Bangladesh has already received 11 lakh Sinopharm vaccine shots from China as gift and 106,000 doses of Pfizer vaccine under the COVAX facility, a global vaccine-sharing initiative.

"Those who have already registered for vaccine will get the shots. Sinopharm vaccine is already being administered to medical students as first shot. And by the end of this week, those will be administered to people across the country," the minister said.

If the authorities fail to start administering the jabs this week, they will begin it early next week, he said mentioning that the doses have to be transported to different districts from the capital.

Zahid also said they will not administer all the 11 lakh Sinopharm vaccine doses as first dose like they did in case of the Oxford-AstraZeneca vaccine.
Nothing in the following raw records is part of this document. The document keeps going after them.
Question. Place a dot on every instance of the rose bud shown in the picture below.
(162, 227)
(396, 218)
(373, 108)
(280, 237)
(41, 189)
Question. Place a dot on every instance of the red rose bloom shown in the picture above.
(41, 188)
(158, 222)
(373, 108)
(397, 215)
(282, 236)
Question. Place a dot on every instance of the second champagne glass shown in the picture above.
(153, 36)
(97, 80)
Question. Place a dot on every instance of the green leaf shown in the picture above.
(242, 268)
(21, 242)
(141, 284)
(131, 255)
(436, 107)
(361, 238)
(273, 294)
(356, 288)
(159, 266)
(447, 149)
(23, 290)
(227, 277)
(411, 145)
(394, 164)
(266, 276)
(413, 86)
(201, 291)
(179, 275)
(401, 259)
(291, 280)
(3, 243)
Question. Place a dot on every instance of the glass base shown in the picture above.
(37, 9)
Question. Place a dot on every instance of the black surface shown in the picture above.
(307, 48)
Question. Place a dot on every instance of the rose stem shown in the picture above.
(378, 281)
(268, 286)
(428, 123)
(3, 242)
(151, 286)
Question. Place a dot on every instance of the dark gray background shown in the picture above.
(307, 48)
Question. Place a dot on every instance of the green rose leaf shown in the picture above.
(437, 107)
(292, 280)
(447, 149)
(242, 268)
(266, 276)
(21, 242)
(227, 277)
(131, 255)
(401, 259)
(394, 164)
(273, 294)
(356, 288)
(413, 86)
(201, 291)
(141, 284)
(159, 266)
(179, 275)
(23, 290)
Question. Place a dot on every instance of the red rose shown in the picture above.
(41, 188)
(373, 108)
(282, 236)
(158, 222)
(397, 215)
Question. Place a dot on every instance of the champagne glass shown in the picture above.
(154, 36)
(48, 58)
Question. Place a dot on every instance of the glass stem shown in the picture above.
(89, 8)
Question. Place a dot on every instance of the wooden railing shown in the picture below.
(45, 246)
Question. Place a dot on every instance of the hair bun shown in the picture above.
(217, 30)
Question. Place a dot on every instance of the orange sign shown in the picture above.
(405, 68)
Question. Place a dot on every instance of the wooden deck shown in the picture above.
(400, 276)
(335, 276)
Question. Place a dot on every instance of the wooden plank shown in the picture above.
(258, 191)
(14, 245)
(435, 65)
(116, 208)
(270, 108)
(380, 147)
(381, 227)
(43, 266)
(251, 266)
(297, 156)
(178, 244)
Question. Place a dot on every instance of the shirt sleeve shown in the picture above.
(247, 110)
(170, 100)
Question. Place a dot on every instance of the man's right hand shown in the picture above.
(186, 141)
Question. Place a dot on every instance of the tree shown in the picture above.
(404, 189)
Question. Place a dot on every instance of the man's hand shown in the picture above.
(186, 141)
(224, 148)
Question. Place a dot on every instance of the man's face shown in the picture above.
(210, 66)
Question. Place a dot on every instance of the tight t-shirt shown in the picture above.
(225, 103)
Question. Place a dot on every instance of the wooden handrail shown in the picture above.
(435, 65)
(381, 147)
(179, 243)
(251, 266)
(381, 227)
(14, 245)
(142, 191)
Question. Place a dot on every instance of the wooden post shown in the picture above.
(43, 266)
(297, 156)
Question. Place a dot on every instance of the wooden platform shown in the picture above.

"We do not want to face the same problem again. We will administer five lakh vaccine jabs as first dose and the rest will be kept for second dose."

The second dose of Sinopharm vaccine will be administered three weeks after the first one.

On May 12, Bangladesh received five lakh Sinopharm vaccine jabs as gift from China.

The authorities have already started administering those to healthcare students on a priority basis.

Yesterday, two Bangladesh Air Force aircraft brought another six lakh Sinopharm vaccine shots from China.

Earlier on May 31, Bangladesh received 106,000 doses of Pfizer vaccine. The jabs will be administered at four vaccination centres in the capital as those need to be kept at a very low temperature in storages that are not available outside the capital.

The Directorate General of Drug Administration approved the emergency use of Pfizer vaccine on May 27.

The government started nationwide mass inoculation against Covid on February 7 with a target of vaccinating all citizens aged 18 and above in phases.

But the authorities halted administering the first dose of vaccine on April 26 due to the shortage of jabs. More than a week later, the administration of the second dose was also suspended at all the centres across the country.

The inoculation campaign stumbled after Serum Institute of India failed to provide the Oxford-AstraZeneca vaccine amid a surge in virus deaths and cases in that country.

As per an agreement, Bangladesh was supposed to receive three crore shots of the vaccine from Serum in six months.

Serum delivered 50 lakh doses in the first consignment in January, but shipped only 20 lakh shots the following month. The country has not received any shipment from the company since then.